I am trying to parse some xml with saxon to make some xpath querying on it but got 2 problems : the first one is that saxon is very long to build a very short document in xhtml.
code is this :
Processor processorInstance = new Processor(false);
processorInstance.setConfigurationProperty(FeatureKeys.DTD_VALIDATION, false);
XPathCompiler XPathCompilerInstance = processorInstance.newXPathCompiler();
XPathCompilerInstance.setBackwardsCompatible(false);
String expressionTitre = "//div[@class='score_global']/preceding-sibling::img[1]";
XPathExecutable XPathExecutableInstance = XPathCompilerInstance.compile(expressionTitre);
XPathSelector selector = XPathExecutableInstance.load();
logger.info("Xpath compiled.");
// Phase 2, load xml document.
DocumentBuilder documentBuilderInstance = processorInstance.newDocumentBuilder();
documentBuilderInstance.setSchemaValidator(null);
documentBuilderInstance.setLineNumbering(false);
documentBuilderInstance.setRetainPSVI(false);
XdmNode context = documentBuilderInstance.build(new File("sample/sample.xml")); // This line takes ages to return.

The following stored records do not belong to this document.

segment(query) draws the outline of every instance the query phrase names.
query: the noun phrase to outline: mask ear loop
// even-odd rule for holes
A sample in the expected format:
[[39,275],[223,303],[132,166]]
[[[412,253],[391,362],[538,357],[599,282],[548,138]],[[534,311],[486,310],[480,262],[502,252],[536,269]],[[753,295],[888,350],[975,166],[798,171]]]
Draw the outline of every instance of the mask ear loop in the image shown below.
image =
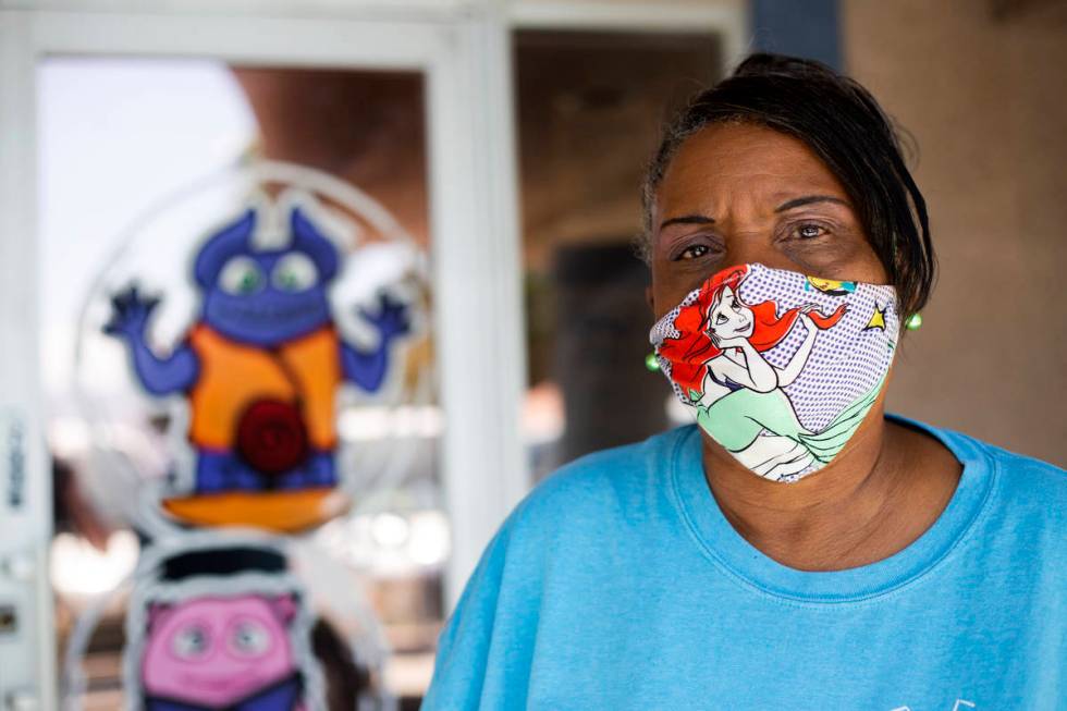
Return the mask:
[[[890,245],[890,254],[893,257],[893,265],[895,267],[896,266],[896,257],[897,257],[897,254],[898,254],[897,253],[897,248],[896,248],[896,234],[893,235],[893,244]],[[920,328],[922,328],[922,314],[920,314],[919,311],[916,311],[915,314],[912,314],[911,316],[909,316],[904,321],[904,328],[906,328],[909,331],[918,331]]]

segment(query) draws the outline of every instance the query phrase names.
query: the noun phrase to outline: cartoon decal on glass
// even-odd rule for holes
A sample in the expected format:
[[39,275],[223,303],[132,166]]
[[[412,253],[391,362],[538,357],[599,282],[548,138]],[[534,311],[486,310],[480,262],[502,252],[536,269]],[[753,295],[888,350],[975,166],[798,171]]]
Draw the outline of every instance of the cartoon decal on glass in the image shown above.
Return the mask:
[[892,286],[756,263],[708,279],[650,339],[701,428],[756,474],[795,481],[862,422],[897,333]]
[[197,321],[169,353],[148,339],[160,299],[135,284],[112,296],[105,330],[126,344],[137,381],[187,401],[193,476],[163,502],[177,518],[299,530],[338,513],[324,513],[339,480],[338,389],[382,387],[409,315],[381,295],[359,310],[377,343],[341,338],[328,294],[341,255],[317,212],[307,196],[260,197],[210,234],[192,269]]
[[149,552],[126,616],[127,708],[323,708],[305,600],[284,556],[269,547]]

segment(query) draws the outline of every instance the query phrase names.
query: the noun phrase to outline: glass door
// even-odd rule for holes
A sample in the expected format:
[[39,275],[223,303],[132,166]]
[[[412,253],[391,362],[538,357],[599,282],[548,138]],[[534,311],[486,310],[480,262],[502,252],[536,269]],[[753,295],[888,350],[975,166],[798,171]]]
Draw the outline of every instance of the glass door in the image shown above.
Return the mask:
[[2,17],[3,694],[417,702],[525,489],[506,95],[444,19]]

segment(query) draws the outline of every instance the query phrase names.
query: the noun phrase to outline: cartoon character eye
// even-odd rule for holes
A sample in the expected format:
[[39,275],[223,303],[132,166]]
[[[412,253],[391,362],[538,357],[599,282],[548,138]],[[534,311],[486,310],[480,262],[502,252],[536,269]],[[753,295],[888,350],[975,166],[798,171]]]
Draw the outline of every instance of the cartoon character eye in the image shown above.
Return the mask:
[[207,628],[189,625],[179,629],[171,639],[171,651],[179,659],[195,660],[207,654],[210,643]]
[[270,280],[283,292],[304,292],[319,281],[319,270],[310,257],[294,253],[278,260]]
[[249,257],[233,257],[219,272],[219,286],[228,294],[244,296],[263,287],[263,272]]
[[240,657],[260,657],[270,649],[270,633],[255,620],[242,620],[230,632],[230,650]]

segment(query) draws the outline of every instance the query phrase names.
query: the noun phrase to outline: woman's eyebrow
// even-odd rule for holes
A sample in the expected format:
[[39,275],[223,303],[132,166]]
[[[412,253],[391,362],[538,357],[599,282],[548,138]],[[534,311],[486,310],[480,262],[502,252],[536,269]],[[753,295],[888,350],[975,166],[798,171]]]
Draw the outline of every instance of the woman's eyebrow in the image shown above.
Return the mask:
[[714,219],[706,214],[683,214],[679,218],[671,218],[670,220],[664,220],[660,224],[660,229],[667,226],[669,224],[712,224]]
[[833,195],[805,195],[804,197],[795,197],[792,200],[783,203],[774,208],[774,211],[785,212],[786,210],[792,210],[795,207],[802,207],[805,205],[811,205],[812,203],[837,203],[838,205],[850,207],[846,200],[843,200],[839,197],[834,197]]

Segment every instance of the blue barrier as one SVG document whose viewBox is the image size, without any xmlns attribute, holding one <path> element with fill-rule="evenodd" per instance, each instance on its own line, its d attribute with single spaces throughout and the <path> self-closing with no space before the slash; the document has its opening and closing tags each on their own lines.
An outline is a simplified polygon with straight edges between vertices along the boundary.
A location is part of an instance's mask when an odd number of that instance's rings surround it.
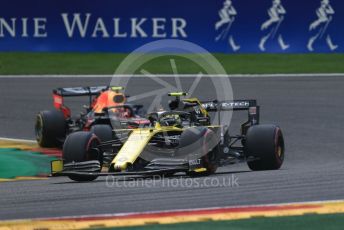
<svg viewBox="0 0 344 230">
<path fill-rule="evenodd" d="M 164 38 L 222 53 L 344 51 L 342 0 L 11 0 L 0 51 L 130 52 Z"/>
</svg>

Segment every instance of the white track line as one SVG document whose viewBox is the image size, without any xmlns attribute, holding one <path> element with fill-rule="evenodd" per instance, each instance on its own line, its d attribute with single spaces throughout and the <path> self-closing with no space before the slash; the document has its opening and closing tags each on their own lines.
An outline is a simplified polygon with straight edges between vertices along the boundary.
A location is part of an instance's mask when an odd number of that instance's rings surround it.
<svg viewBox="0 0 344 230">
<path fill-rule="evenodd" d="M 20 138 L 7 138 L 7 137 L 0 137 L 0 141 L 13 141 L 13 142 L 24 142 L 24 143 L 36 143 L 35 140 L 20 139 Z"/>
<path fill-rule="evenodd" d="M 175 77 L 172 74 L 156 74 L 157 77 Z M 179 74 L 178 77 L 195 77 L 195 74 Z M 144 75 L 0 75 L 0 79 L 8 78 L 112 78 L 112 77 L 144 77 Z M 267 77 L 344 77 L 344 73 L 316 73 L 316 74 L 229 74 L 212 75 L 204 77 L 230 77 L 230 78 L 267 78 Z"/>
<path fill-rule="evenodd" d="M 191 208 L 191 209 L 171 209 L 162 211 L 147 211 L 147 212 L 127 212 L 115 214 L 97 214 L 97 215 L 80 215 L 80 216 L 61 216 L 61 217 L 46 217 L 46 218 L 33 218 L 33 219 L 17 219 L 11 220 L 13 222 L 25 220 L 64 220 L 64 219 L 86 219 L 86 218 L 109 218 L 109 217 L 130 217 L 133 215 L 149 215 L 149 214 L 166 214 L 170 212 L 193 212 L 193 211 L 212 211 L 216 209 L 230 209 L 230 208 L 252 208 L 252 207 L 271 207 L 271 206 L 285 206 L 285 205 L 300 205 L 300 204 L 324 204 L 324 203 L 341 203 L 344 200 L 321 200 L 321 201 L 307 201 L 307 202 L 289 202 L 289 203 L 276 203 L 276 204 L 260 204 L 260 205 L 237 205 L 237 206 L 223 206 L 223 207 L 209 207 L 209 208 Z M 6 221 L 6 222 L 11 222 Z"/>
</svg>

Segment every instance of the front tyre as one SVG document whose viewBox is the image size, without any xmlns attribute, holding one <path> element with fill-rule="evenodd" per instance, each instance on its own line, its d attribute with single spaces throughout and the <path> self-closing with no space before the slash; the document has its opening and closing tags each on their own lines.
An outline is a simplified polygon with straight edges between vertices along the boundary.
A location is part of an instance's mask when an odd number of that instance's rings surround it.
<svg viewBox="0 0 344 230">
<path fill-rule="evenodd" d="M 36 116 L 36 140 L 41 147 L 61 147 L 66 136 L 66 121 L 59 110 L 42 111 Z"/>
<path fill-rule="evenodd" d="M 99 150 L 97 151 L 99 144 L 100 140 L 91 132 L 72 133 L 67 137 L 63 145 L 63 160 L 65 163 L 98 160 L 102 165 L 102 154 Z M 94 175 L 69 176 L 74 181 L 93 181 L 97 177 Z"/>
<path fill-rule="evenodd" d="M 275 125 L 255 125 L 249 128 L 245 140 L 248 167 L 253 171 L 277 170 L 284 161 L 284 138 Z"/>
</svg>

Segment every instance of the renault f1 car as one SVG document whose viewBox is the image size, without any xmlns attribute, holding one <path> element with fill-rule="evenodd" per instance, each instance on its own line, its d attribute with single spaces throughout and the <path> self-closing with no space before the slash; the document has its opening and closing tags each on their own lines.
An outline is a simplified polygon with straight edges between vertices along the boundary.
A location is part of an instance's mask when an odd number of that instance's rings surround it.
<svg viewBox="0 0 344 230">
<path fill-rule="evenodd" d="M 102 142 L 92 132 L 69 135 L 63 159 L 52 162 L 52 176 L 75 181 L 92 181 L 98 176 L 123 175 L 210 175 L 218 167 L 247 162 L 251 170 L 276 170 L 284 161 L 284 138 L 275 125 L 259 124 L 255 100 L 201 102 L 180 99 L 185 93 L 171 93 L 176 99 L 169 111 L 148 115 L 150 125 L 128 131 L 121 148 L 118 140 Z M 248 111 L 239 135 L 223 125 L 211 124 L 211 112 Z M 220 115 L 219 115 L 220 116 Z M 220 119 L 219 119 L 220 120 Z M 123 130 L 113 130 L 119 132 Z M 104 152 L 114 158 L 104 161 Z M 107 164 L 108 172 L 102 170 Z"/>
<path fill-rule="evenodd" d="M 61 147 L 66 136 L 76 131 L 91 131 L 102 141 L 113 139 L 114 128 L 135 128 L 149 124 L 141 105 L 126 104 L 123 87 L 74 87 L 53 90 L 54 110 L 37 114 L 36 140 L 41 147 Z M 73 117 L 64 103 L 66 97 L 89 97 L 84 112 Z"/>
</svg>

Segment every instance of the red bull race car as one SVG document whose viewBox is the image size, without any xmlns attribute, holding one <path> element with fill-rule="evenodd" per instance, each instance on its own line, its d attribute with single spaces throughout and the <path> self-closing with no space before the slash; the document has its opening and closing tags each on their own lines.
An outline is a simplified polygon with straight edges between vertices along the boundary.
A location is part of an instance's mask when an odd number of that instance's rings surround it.
<svg viewBox="0 0 344 230">
<path fill-rule="evenodd" d="M 53 90 L 54 109 L 41 111 L 35 122 L 35 135 L 41 147 L 62 147 L 67 135 L 76 131 L 90 131 L 102 141 L 116 137 L 113 129 L 131 129 L 149 124 L 142 118 L 142 105 L 127 104 L 123 87 L 96 86 L 57 88 Z M 65 105 L 66 97 L 89 97 L 84 112 L 72 116 Z"/>
</svg>

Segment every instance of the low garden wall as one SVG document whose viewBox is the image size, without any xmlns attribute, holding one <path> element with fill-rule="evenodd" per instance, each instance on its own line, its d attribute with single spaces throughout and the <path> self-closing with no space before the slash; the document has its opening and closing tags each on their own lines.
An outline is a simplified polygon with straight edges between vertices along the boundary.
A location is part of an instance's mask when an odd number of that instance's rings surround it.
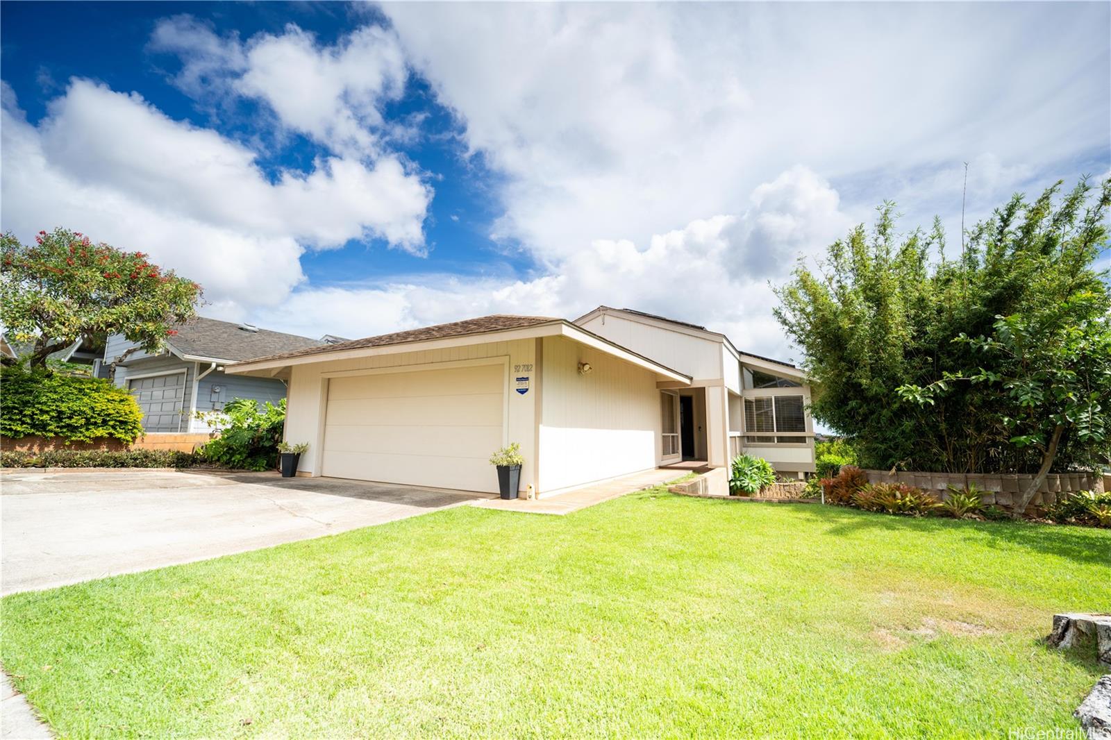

What I don’t understand is that if I do it with SAX, it loads at normal speed :(.
What did I forget to provide in saxon ?
Java 1.6
Saxon 9.1.0.8
Second problem is that he is unable to process accented characters while my xml was like this:
<html xmlns="http://www.w3.org/1999/xhtml" xml:lang="en" lang="en">
So I removed xml:lang en lang= attributes but got no better luck 🙁
Do you have any ideas ?
Thank you !
Well After much reading, it was simply necessary to define a CatalogResolver and downloading locally the Xhtml dtds. I dropped saxon and used simple JaxP/SaxReader instead.
This page http://xml.apache.org/commons/components/resolver/resolver-article.html proved very interesting.
Hope this considerations will prove themselves useful to someone 🙂